French footballer (born 1959)

Pascal Zaremba (born 2 September 1959) is a French former professional footballer who played as a centre-back and defensive midfielder.

== Club career ==
A youth graduate of Valenciennes, Zaremba was a versatile centre-back and defensive midfielder in his playing days. He notably scored from a free-kick in the 1983 Coupe de France final for Paris Saint-Germain in a 3–2 win over Nantes.

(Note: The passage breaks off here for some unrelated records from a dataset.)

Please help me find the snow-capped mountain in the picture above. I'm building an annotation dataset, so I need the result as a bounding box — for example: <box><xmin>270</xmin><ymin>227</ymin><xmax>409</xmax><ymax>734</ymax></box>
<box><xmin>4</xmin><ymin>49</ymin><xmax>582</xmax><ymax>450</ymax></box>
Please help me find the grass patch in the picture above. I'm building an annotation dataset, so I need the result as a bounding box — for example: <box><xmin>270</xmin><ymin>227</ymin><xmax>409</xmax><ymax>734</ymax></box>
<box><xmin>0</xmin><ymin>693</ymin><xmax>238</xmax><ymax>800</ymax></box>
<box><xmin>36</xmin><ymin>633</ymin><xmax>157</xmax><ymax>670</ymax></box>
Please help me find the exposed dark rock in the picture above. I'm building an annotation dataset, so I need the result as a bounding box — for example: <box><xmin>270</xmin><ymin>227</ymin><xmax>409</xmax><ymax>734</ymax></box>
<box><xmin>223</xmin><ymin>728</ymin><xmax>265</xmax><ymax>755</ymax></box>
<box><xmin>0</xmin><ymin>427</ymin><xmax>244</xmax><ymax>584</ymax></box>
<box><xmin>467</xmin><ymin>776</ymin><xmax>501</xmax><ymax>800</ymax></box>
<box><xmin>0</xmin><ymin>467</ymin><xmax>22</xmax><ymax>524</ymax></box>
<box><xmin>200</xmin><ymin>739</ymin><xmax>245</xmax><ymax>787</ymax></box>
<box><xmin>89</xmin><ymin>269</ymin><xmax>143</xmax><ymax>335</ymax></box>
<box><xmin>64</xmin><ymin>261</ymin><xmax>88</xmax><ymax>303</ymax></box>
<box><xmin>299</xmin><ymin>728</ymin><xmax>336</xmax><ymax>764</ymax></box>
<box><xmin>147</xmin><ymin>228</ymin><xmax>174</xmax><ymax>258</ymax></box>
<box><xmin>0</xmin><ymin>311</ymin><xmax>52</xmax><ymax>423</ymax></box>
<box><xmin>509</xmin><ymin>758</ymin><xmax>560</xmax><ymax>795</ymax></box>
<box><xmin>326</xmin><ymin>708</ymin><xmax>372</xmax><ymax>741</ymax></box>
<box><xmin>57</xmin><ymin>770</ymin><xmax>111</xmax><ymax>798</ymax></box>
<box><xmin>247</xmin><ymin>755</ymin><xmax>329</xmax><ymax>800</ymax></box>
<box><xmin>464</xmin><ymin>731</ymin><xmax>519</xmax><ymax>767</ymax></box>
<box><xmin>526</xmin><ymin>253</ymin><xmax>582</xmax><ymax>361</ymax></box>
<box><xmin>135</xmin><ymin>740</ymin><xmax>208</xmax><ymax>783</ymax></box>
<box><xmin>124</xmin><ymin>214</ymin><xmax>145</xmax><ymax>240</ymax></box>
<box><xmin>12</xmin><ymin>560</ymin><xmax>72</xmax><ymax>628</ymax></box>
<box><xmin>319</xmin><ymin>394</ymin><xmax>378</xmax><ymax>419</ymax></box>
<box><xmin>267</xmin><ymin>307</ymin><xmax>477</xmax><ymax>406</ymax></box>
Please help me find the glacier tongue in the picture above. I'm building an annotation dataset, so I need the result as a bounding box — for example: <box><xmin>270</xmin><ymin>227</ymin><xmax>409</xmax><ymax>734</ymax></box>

== International career ==
Zaremba was a U21 international for France. He also played for the France B team.

== Managerial career ==
Zaremba retired from football in 1994. He initially went to coach children in the Valenciennes youth academy before becoming the U17 team's coach in 1997. He stayed in this role from only July to December 1997, and became the assistant manager for the Valenciennes B team in January 1998.

In June 1998, Zaremba left his role as B team assistant to become assistant for the senior A team of the club. In 2001, he returned to the B team as assistant coach.

== Personal life ==
Pascal's older brother Bruno was also a footballer.